Concerns about innocent defendants pleading guilty are heightened by the fact that in many states, defendants are barred from challenging their convictions based on new evidence of their innocence once they have accepted a guilty plea, according to the report.
Those rules also affect the law itself, according to Covey, who noted that much of the law is generated through appellate court decisions.
"The kinds of cases that appellate courts have an opportunity to review and to weigh in on are cases that are tried. So if most cases aren't getting tried, there are fewer opportunities for new law to be made by appellate courts," Covey said.
The criminal justice system's overreliance on plea bargains also promotes and exacerbates racial inequality, according to the report.
There are significant racial disparities when it comes to prosecutors' decisions to drop or reduce charges, with white defendants being 25% more likely than Black defendants to have their most serious charge dropped or reduced as part of a plea deal, according to Dervan.
Black defendants are also more likely than white defendants to be held in jail before trial, increasing the likelihood they will take a plea deal, according to the report.
Plea bargains also make it difficult to uncover that racial bias and other police and prosecutorial bias or misconduct, the report added, because such misconduct is usually unearthed through pretrial litigation or at trial.
"The reality that so few pretrial matters are litigated leads prosecutors to be less critical of their witnesses and less willing to scrutinize the strength of their cases, knowing that they won't be held accountable at trial," the report says. "Defense lawyers, similarly, are less likely to properly investigate cases, knowing their clients will almost certainly take a plea."
The report offers several recommendations for making the use of plea bargains fairer and more transparent, such as abolishing the use of mandatory minimum sentences and placing strict limits on sentencing differentials, so that any imbalance between a sentence offered prior to trial and a sentence received after trial is "reasonable and non-coercive."
Charging decisions, bail and pretrial detention also shouldn't be used to pressure defendants into pleading guilty, according to the report.
"Charges should never be selected, amended, or enhanced solely or even partially for the purpose of enhancing leverage in plea bargaining, or for creating significant sentencing differentials between plea and trial outcomes," the report says.
The report adds that defendants who plead guilty should still have access to the mechanisms of post-conviction review, and defendants should be made aware of all the collateral consequences that may stem from pleading guilty to a crime, such as being barred from working at certain jobs, serving on a jury and voting.
Finally, courts, prosecutors and public defenders should all be collecting data about the plea bargaining process, with a particular focus on racial and other biases in the system, according to the report.
"A common critique of the modern plea bargain system is how little we know about it," the report says, adding, "Sometimes the system is not even transparent to the very defendants whose fate is being negotiated."

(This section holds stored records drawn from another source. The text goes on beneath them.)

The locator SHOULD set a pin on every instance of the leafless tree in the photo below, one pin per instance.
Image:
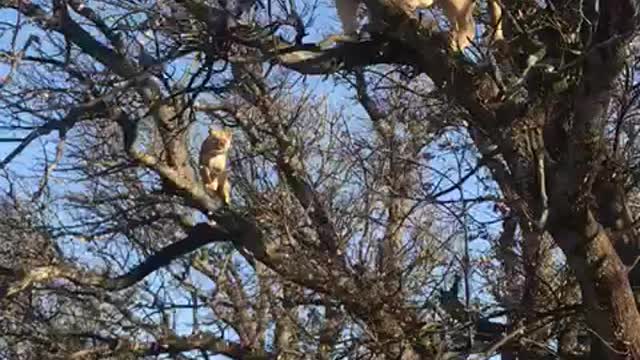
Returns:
(449, 204)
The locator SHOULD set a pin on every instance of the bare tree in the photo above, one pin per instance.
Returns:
(452, 204)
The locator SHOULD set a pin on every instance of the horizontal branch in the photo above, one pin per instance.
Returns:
(199, 236)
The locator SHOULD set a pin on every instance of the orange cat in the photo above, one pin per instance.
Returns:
(213, 164)
(458, 12)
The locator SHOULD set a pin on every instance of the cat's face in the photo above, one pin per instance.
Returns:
(223, 138)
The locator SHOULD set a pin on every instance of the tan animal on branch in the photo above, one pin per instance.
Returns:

Many of these recommendations would require more resources to be allocated to the criminal system, the report's authors acknowledge, but they would also result in a fairer and more legitimate criminal justice system.
That fairer system wouldn't "just have a significant impact on the defendant who falsely pleads guilty and their family and their community," Dervan said. "It also has a significant impact on the victim, whose interests go unvindicated when the wrong person is in prison, and potentially in some cases that we've identified where the actual offender goes on to commit further offenses in part because authorities stop looking for that person because they've got someone who falsely pled guilty in their place."